Sociology and Social Policy Seminar: Modernity, Colonialism and Social Theory
February 24, Room 341 Social Sciences Building, Lunch at 12:30PM, Talk begins at 1:00PM
Since the 1970s when globalisation processes provoked a churning in social sciences, both social theory and theory of modernity have been reconstituted. While on one hand social theory has now defined its contemporary agenda as being a discussion on epistemic and praxiological concerns, the theory of modernity articulated in the global north frames globalisation as a perspective that relates to reflexivity, reflexive modernisation and risk society. I would instead argue that it is the theories emerging with the process of decolonisation initiated since the 1940s in the global South that provides a different take to both globalisation, modernity and social theory. These theories such as that of indigenous and endogenous perspectives, or of colonial and alternative modernities and that of the decoloniality not only present an epistemic alternative, but assert that modernity is a cultural and ideological project of organising an unequal and interdependent and interconnected history of capitalist globalisation across 500 years. It suggests that an inclusive theory of globalisation is possible only when Eurocentric positions on modernity are deconstructed and displaced and a new theory that embraces an inclusive comprehension of modernity is constituted. The above mentioned perspectives are rooted in particular contexts and are in turn based on praxiological concerns.
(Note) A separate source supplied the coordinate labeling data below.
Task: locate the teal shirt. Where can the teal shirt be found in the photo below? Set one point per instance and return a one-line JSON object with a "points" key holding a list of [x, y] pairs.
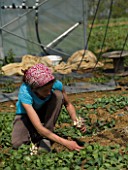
{"points": [[27, 96]]}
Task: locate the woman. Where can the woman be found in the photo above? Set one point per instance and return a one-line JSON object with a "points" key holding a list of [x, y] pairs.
{"points": [[40, 100]]}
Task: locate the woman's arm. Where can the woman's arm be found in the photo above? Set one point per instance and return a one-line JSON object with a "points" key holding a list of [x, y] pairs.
{"points": [[72, 145]]}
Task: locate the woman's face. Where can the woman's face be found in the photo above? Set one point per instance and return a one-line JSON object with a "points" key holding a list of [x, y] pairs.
{"points": [[44, 91]]}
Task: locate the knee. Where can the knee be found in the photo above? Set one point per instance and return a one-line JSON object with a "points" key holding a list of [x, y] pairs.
{"points": [[58, 94], [16, 144]]}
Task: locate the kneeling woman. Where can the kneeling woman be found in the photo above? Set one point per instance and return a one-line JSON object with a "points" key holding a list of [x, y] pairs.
{"points": [[40, 100]]}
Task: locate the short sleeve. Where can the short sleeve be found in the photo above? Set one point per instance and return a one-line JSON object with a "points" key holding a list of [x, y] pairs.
{"points": [[58, 85], [25, 96]]}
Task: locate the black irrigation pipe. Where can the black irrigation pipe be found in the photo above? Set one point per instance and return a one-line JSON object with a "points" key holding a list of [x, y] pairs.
{"points": [[109, 16], [85, 48]]}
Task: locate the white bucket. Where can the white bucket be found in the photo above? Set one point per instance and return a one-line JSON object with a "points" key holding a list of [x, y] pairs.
{"points": [[55, 59]]}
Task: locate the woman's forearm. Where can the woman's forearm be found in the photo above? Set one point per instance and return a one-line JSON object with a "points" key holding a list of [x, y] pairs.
{"points": [[72, 112]]}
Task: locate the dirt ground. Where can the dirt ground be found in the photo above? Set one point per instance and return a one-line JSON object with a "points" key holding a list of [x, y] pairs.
{"points": [[111, 136]]}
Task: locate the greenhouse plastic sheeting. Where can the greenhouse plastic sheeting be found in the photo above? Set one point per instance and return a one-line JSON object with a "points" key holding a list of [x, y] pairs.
{"points": [[54, 18]]}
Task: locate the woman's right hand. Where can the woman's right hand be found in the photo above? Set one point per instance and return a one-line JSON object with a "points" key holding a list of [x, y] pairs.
{"points": [[72, 145]]}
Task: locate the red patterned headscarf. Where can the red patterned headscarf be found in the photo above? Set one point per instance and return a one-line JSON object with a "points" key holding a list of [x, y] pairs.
{"points": [[38, 75]]}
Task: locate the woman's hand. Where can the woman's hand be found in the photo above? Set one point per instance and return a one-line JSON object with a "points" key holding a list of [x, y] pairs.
{"points": [[72, 145], [80, 124]]}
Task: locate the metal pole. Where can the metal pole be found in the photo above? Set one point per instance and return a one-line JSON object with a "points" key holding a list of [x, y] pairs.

These articulate ways to study of the economy, politics, cultural and environmental implications of contemporary global modernity. The presentation will also argue that the differing concepts and social theories suggest a need to accept theoretical diversity while attesting that it is the process of inquiry organizing social theory that asserts its universality rather than the substantive concerns of theory itself.
About the Speaker
Sujata Patel is a sociologist at the Indian Institute of Advanced Study, Shimla. An historical sensibility and a combination of four perspectives – Marxism, feminism, spatial studies and post structuralism – post colonialism influences her work which covers diverse areas such as modernity and social theory, history of sociology/social sciences, city formation, social movements, gender construction, reservation, quota politics and caste and class formations in India. She is the author of more than 60 papers and is the series editor of Sage Studies in International Sociology She has been associated in various capacities with the International Sociological Association and has been its first Vice President for National Associations (2002–2006).